Porque no podíamos llamarnos de otra forma.
La historia de la vanguardia artística europea se construye en los bares y cafés más que en los museos. El café Pombo, Ramón Gómez de la Serna y José Gutiérrez Solana constituyen una de las cimas de la modernidad española y un momento necesario para entender la historia de la cultura española, especialmente en el siglo XX. Un café viejuno ya en 1912, sin más historia que la de un castizo local de Madrid, se convirtió en una especie de templo para la élite más progresiva del arte y las letras gracias a la idea de Ramón de emular lo que algunos cafés parisinos habían representado para la vanguardia parisina o -salvando las necesarias distancias- el Cabaret Voltaire de Zurich para Dada. No se imitó a Le Lapin Agile ni se buscó una europeización a toda costa, como en Els Quatre Gats de Barcelona, donde había bebido el primer Picasso, que también pasó por Pombo sin que Pombo pasase por él. Allí se conocieron y se ignoraron el malagueño y Solana, allí se edificó un intento de vanguardia que no olvidaba la raíz hispánica del asunto. Allí se emborracharon, escribieron y dibujaron las luminarias de su tiempo.
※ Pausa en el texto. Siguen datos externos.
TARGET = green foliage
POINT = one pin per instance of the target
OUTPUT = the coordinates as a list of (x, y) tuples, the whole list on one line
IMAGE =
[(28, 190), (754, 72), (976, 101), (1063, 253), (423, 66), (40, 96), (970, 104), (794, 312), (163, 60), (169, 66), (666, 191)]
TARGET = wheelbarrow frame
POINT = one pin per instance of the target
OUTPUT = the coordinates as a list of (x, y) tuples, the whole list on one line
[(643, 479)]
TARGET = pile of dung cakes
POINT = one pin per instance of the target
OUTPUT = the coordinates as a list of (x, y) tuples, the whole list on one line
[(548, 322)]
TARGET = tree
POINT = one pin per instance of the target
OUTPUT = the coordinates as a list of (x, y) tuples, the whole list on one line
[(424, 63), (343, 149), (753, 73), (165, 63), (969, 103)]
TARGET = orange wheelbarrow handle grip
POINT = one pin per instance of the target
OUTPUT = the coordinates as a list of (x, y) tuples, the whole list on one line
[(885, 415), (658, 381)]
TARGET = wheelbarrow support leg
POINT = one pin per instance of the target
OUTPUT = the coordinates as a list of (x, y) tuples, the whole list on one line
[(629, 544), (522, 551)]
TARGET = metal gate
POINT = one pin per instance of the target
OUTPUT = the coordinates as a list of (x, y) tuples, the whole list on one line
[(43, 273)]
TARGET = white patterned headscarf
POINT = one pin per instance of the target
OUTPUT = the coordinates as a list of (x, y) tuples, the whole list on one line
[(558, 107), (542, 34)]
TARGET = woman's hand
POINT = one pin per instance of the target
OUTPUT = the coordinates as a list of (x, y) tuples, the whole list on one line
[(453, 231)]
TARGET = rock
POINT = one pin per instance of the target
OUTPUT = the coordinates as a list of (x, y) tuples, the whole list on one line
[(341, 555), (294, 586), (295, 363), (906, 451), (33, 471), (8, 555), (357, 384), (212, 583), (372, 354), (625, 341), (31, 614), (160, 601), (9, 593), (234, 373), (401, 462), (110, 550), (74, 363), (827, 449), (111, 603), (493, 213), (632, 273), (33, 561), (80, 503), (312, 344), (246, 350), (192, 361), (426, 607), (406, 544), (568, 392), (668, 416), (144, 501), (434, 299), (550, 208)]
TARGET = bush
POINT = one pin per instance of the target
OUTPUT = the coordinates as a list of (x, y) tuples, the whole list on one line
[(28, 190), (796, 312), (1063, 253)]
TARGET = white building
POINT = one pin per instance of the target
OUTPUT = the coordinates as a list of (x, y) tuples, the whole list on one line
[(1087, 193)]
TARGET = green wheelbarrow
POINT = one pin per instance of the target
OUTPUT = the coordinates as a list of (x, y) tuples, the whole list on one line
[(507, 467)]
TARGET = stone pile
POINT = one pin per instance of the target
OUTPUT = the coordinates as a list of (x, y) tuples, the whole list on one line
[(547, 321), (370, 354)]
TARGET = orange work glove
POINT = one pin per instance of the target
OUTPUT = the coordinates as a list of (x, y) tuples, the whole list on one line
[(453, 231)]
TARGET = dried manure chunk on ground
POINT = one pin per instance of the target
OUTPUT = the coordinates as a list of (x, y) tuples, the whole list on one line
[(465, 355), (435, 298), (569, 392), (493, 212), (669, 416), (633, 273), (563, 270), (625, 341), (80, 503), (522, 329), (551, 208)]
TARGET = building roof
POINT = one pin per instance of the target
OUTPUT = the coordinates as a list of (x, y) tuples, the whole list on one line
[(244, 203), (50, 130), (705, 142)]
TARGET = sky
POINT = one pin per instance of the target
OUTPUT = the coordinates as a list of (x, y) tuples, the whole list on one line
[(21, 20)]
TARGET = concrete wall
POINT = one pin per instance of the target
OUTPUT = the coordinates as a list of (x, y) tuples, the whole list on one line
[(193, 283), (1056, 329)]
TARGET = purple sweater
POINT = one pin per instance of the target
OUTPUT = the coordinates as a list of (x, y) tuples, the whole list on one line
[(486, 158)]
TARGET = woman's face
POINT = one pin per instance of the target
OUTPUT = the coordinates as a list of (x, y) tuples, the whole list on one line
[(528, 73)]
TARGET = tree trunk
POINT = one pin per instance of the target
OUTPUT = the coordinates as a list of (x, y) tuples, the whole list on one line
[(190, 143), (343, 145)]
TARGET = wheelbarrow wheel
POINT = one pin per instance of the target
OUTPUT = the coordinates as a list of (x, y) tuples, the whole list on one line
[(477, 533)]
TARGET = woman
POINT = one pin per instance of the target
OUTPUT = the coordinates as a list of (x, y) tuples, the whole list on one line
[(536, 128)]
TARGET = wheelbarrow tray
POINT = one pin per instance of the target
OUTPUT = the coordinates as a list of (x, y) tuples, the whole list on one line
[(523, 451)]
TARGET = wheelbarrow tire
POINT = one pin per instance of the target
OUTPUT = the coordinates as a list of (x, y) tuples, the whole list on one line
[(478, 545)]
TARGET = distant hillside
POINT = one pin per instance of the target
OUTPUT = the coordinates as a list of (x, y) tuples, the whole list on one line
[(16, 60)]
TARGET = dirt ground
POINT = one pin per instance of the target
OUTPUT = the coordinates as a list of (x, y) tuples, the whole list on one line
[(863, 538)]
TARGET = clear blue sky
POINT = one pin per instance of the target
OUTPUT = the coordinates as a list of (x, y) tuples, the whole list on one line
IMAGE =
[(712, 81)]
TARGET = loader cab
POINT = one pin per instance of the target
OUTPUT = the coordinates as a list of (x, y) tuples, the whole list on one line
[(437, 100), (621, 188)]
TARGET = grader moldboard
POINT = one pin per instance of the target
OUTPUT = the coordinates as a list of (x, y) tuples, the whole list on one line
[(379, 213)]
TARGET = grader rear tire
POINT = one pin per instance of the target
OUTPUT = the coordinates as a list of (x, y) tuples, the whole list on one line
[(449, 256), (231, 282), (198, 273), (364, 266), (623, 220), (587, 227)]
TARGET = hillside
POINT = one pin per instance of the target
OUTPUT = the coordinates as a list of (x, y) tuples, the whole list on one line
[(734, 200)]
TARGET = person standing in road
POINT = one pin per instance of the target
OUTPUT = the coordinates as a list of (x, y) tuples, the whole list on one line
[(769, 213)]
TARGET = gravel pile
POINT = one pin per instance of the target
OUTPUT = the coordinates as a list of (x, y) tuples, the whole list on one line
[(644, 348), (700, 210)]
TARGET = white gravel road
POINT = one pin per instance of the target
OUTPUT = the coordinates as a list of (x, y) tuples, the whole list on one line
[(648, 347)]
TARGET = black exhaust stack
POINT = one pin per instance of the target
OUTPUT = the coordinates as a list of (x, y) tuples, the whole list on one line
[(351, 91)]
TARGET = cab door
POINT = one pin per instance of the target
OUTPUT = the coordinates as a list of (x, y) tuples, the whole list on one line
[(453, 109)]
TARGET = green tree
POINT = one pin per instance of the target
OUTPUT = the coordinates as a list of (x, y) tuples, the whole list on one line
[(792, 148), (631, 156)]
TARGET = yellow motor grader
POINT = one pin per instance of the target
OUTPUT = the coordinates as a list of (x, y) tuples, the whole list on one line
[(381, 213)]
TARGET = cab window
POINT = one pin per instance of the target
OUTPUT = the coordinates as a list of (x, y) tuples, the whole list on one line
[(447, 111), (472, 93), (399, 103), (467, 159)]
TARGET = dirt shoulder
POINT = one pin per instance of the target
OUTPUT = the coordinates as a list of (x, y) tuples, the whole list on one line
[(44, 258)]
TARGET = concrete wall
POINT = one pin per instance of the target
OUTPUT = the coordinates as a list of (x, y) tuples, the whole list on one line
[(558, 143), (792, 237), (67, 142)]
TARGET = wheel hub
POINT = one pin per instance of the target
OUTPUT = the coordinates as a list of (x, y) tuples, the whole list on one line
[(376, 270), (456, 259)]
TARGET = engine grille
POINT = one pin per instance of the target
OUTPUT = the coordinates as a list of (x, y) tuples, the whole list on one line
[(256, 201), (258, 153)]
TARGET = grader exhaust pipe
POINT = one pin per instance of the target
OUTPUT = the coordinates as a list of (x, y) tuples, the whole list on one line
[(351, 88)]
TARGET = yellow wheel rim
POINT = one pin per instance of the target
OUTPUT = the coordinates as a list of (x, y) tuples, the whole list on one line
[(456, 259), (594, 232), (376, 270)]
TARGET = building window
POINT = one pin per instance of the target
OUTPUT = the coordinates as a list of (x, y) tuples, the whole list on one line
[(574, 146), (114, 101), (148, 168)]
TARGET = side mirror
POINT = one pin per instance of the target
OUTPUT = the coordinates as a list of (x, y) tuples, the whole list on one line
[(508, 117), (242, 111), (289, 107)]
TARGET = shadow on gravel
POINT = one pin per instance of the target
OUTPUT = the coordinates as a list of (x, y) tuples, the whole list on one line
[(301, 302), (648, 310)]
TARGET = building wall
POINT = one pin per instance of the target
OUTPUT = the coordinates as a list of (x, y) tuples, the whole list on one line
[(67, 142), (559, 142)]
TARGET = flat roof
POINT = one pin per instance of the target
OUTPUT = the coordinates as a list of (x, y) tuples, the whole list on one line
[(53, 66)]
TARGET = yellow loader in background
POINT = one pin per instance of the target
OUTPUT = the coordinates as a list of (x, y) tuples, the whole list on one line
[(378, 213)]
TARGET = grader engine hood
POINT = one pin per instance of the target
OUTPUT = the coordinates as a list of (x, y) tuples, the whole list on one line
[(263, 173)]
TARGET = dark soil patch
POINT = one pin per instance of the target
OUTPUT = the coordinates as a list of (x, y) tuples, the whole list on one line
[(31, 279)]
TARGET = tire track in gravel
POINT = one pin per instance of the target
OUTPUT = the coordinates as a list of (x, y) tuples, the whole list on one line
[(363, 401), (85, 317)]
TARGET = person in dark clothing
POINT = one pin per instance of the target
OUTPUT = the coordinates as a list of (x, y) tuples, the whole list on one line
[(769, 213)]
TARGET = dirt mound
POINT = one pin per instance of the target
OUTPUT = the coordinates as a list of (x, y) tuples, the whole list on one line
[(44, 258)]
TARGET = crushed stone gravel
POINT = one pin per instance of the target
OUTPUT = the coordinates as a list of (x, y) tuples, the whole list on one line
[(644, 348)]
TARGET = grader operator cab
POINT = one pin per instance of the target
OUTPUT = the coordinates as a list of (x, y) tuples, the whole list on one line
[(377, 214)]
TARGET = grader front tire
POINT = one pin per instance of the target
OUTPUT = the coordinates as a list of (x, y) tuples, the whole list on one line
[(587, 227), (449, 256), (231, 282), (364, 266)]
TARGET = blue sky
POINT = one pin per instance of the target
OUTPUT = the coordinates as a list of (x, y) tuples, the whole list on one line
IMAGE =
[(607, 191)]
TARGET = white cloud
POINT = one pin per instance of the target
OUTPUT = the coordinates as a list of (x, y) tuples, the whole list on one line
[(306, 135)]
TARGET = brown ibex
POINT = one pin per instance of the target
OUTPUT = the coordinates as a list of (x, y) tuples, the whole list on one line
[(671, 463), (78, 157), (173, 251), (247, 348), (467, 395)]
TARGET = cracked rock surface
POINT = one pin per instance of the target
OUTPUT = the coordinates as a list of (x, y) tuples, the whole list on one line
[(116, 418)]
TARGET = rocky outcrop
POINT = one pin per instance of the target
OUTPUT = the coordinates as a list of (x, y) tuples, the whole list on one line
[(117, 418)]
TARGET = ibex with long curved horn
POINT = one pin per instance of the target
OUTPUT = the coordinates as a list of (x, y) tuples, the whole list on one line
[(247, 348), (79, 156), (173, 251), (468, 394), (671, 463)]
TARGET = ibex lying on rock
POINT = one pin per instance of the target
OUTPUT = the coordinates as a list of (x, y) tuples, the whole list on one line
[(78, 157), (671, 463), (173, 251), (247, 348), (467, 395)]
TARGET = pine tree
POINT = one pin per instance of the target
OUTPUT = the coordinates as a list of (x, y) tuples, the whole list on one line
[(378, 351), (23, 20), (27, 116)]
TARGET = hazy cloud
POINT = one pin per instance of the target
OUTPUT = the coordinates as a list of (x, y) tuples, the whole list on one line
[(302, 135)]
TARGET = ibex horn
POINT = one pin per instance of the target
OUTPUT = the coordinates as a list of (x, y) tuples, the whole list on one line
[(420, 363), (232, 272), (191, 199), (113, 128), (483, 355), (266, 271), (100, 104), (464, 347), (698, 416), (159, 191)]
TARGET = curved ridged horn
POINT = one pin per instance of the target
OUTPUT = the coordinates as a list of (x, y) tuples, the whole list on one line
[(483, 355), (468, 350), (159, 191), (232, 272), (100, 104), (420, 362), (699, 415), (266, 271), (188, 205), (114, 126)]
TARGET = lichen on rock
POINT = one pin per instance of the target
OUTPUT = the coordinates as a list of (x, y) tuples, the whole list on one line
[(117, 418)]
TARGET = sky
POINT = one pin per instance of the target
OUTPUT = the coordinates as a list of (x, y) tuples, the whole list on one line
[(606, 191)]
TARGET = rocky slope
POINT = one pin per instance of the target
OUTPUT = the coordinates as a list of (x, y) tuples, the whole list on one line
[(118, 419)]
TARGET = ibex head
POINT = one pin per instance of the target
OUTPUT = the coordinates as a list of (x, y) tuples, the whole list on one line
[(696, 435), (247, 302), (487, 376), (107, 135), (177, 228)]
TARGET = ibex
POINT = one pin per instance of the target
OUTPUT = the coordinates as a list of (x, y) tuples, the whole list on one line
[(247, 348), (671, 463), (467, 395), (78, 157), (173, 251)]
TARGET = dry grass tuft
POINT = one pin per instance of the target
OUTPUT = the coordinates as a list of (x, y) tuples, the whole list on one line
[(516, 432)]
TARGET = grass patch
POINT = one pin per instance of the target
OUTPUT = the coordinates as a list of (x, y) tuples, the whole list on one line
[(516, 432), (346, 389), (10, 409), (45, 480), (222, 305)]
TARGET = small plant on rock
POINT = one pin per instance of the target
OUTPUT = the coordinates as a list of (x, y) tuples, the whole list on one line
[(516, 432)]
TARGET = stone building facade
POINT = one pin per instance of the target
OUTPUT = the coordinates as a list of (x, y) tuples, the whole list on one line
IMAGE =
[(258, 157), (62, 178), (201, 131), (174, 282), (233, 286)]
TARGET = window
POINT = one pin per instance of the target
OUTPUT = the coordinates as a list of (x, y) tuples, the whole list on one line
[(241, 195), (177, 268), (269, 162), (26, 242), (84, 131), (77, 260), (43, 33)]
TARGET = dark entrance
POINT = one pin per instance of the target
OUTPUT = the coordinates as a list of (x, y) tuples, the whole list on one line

Las reuniones de Bergamín, Juan Ramón, Juan Gris o Gaya contaron con presencias tan extraordinarias como el mexicano Diego Rivera junto a currantes que cenaban a altas horas y bebían en el Madrid de la canalla.
Aquel templo tenía su sumo sacerdote en Ramón y sus feligreses en la modernidad de todas partes que quería formar parte de aquello. Tenía una especie de libro sagrado en el diario que el sacerdote iba escribiendo pero necesitaba la imagen del altar. Esa imagen la pintó Solana, al que luego Ramón devolvió el favor escribiendo tal vez la más deliciosa biografía de un artista escrita en España.